Un attivista egiziano, Khaled Abdel Rahman, è stato trovato venerdì 22 aprile su un lato di una strada nel deserto, alla periferia del Cairo. Il corpo mostrava evidenti segni di tortura, secondo quanto riferito dai familiari. Al momento, il giovane attivista è ricoverato in terapia intensiva all’ospedale di Alessandria.
“Il suo corpo è coperto di segni di percosse e torture. Sono evidenti segni di scosse elettriche applicate ai suoi genitali, così gravi a tal punto da averne causato l’atrofia”, ha scritto in un post su Facebook la sorella del giovane, Reem Abdel Rahman.
Secondo le testimonianze dei parenti, Abdel era stato arrestato il giorno prima durante un raid compiuto dalle forze di sicurezza nella sua casa.
L’incursione delle forze di sicurezza egiziane nell’abitazione del giovane attivista, rientra nell’ottica della più ampia ondata di arresti compiuti dalla polizia negli ultimi giorni in tutto l’Egitto, al fine di scongiurare proteste e manifestazioni indette per lunedì 25 aprile.
Decine di persone, tra cui attivisti e avvocati, sono stati arrestati nella notte fra giovedì e venerdì, con l’accusa di aver organizzato e promosso manifestazioni di massa contro la decisione del governo di aver ceduto all’Arabia Saudita – tramite la firma di un accordo economico – due isole strategiche sul Mar Rosso.
Dal 7 al 12 aprile, la visita al Cairo del re saudita Salman si era conclusa con la firma di una serie di accordi economici per progetti di sviluppo e investimenti nel paese, del valore di oltre 20 miliardi di dollari. Non solo. In questi accordi era inclusa anche la cessione delle due isole, Tiran e Sanafir, situate all’imbocco del Mar Rosso, che dovrebbero servire per la costruzione di un ponte che collegherà Sharm el Sheikh, nel Sinai egiziano, alla penisola saudita.
Tre giorni dopo la firma degli accordi, il 15 aprile, centinaia di manifestanti sono scesi in piazza in tutto l’Egitto, scandendo slogan contro al-Sisi e chiedendo l’annullamento del contratto stipulato fra il Cairo e Riad.
Per l’occasione, la polizia aveva arrestato oltre 100 manifestanti.

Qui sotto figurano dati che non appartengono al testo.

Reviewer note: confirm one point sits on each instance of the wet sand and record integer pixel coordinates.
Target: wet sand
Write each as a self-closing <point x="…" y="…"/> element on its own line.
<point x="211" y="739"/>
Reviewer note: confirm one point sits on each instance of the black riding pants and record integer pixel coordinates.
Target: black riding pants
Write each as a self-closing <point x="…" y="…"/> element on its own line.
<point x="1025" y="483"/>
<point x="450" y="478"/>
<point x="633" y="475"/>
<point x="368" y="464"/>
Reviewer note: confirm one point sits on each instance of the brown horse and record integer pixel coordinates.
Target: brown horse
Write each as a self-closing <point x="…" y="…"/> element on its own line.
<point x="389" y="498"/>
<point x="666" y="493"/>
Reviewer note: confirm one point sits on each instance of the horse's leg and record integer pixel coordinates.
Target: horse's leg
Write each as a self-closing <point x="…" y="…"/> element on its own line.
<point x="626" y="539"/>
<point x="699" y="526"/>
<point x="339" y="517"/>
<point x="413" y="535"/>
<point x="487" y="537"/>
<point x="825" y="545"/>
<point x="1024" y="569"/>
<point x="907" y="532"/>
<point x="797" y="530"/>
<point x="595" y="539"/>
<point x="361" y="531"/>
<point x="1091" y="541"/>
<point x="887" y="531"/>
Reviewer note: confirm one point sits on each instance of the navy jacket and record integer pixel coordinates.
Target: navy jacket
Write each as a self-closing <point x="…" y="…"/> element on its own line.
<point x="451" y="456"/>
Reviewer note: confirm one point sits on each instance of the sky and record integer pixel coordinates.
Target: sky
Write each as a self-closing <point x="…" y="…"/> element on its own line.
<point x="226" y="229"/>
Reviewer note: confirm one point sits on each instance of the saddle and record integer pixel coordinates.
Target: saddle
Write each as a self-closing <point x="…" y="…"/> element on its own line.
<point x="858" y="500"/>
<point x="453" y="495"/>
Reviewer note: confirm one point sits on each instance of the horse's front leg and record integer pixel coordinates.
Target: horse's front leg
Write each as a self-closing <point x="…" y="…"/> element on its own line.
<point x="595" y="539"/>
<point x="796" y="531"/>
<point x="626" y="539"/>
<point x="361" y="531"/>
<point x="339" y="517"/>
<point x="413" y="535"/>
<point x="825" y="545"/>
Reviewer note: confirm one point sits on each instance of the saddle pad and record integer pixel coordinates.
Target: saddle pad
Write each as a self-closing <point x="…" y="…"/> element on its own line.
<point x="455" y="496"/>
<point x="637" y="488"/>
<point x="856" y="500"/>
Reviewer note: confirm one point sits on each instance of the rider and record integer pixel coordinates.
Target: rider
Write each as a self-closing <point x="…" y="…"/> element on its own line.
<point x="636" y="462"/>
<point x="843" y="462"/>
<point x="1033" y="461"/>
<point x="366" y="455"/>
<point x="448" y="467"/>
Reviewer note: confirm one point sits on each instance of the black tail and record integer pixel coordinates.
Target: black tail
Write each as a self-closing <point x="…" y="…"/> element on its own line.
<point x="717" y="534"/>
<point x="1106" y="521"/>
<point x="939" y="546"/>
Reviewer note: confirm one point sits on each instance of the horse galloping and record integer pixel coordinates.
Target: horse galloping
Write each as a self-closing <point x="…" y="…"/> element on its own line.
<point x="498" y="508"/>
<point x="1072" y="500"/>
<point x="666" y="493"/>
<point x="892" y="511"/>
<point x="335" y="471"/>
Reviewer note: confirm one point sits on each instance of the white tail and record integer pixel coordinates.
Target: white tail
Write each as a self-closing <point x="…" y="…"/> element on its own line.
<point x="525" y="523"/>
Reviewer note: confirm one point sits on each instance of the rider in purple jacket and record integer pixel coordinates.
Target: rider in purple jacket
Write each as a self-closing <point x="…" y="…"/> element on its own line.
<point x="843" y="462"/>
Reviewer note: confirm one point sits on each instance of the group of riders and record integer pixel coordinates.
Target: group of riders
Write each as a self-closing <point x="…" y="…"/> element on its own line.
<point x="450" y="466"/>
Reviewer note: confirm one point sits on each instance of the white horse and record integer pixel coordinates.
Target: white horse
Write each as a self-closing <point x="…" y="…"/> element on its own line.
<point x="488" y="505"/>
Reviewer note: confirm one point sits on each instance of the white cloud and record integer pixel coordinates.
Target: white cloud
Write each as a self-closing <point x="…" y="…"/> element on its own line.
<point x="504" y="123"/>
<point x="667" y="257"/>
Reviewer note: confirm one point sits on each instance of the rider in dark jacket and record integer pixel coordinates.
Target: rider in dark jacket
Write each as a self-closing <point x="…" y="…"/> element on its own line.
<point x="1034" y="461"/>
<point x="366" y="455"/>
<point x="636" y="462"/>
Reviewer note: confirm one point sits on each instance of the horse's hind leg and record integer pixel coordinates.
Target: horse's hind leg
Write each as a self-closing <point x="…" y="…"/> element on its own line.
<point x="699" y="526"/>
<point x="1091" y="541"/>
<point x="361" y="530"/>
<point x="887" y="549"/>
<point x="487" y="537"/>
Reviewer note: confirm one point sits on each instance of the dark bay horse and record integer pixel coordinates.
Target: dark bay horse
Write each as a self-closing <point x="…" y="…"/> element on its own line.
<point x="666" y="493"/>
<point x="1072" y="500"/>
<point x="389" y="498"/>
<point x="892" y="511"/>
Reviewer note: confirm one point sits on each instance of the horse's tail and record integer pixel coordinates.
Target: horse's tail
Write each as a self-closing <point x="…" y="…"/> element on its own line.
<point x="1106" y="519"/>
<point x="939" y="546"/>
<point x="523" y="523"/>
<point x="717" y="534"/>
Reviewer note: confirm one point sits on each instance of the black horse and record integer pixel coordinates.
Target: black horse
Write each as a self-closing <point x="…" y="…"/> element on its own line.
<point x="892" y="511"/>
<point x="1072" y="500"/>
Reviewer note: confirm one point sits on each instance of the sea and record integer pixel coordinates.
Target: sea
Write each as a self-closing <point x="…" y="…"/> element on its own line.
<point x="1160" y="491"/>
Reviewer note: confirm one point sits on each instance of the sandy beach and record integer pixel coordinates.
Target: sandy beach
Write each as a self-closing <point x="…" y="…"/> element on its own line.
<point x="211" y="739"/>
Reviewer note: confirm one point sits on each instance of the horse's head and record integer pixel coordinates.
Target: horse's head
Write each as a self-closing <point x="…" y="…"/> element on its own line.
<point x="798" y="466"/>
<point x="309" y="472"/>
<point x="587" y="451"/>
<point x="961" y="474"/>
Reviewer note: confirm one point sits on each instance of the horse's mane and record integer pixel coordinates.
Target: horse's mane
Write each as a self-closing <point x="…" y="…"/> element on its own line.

La maggior parte sono stati poi rilasciati nei giorni successivi, ma almeno 50 di loro risultano ancora detenuti e accusati di aver violato la legge sulle proteste, di aver indetto delle assemblee illegali e di aver ostacolato la pubblica sicurezza.
Sempre il 15 aprile, il partito dell’alleanza socialista popolare egiziano aveva deciso di aprire i suoi uffici per consentire ai suoi sostenitori di firmare una petizione dal titolo “L’Egitto non è in vendita”.
Il presidente egiziano al-Sisi ha respinto ogni accusa e ogni illazione e ha invece avvertito di “continui tentativi dall’interno del paese e fuori di esso, di fermare il progresso verso la creazione di un Egitto moderno”. Durante un discorso televisivo, al-Sisi ha sottolineato che “l’Egitto oggi è un paese che garantisce maggiore sicurezza e protezione, e sta prendendo misure incisive verso la crescita”.
Ma gli attivisti e numerosi quotidiani indipendenti egiziani continuano ad accusare il presidente di voler continuamente soffocare ogni forma di dissenso.
E molti di loro non hanno dimenticato di tracciare dei paralleli fra le torture subite dall’attivista Abdel Rahman e quelle inferte al ricercatore italiano, Giulio Regeni, il cui corpo fu rinvenuto in un fossato appena fuori dal Cairo nel mese di febbraio.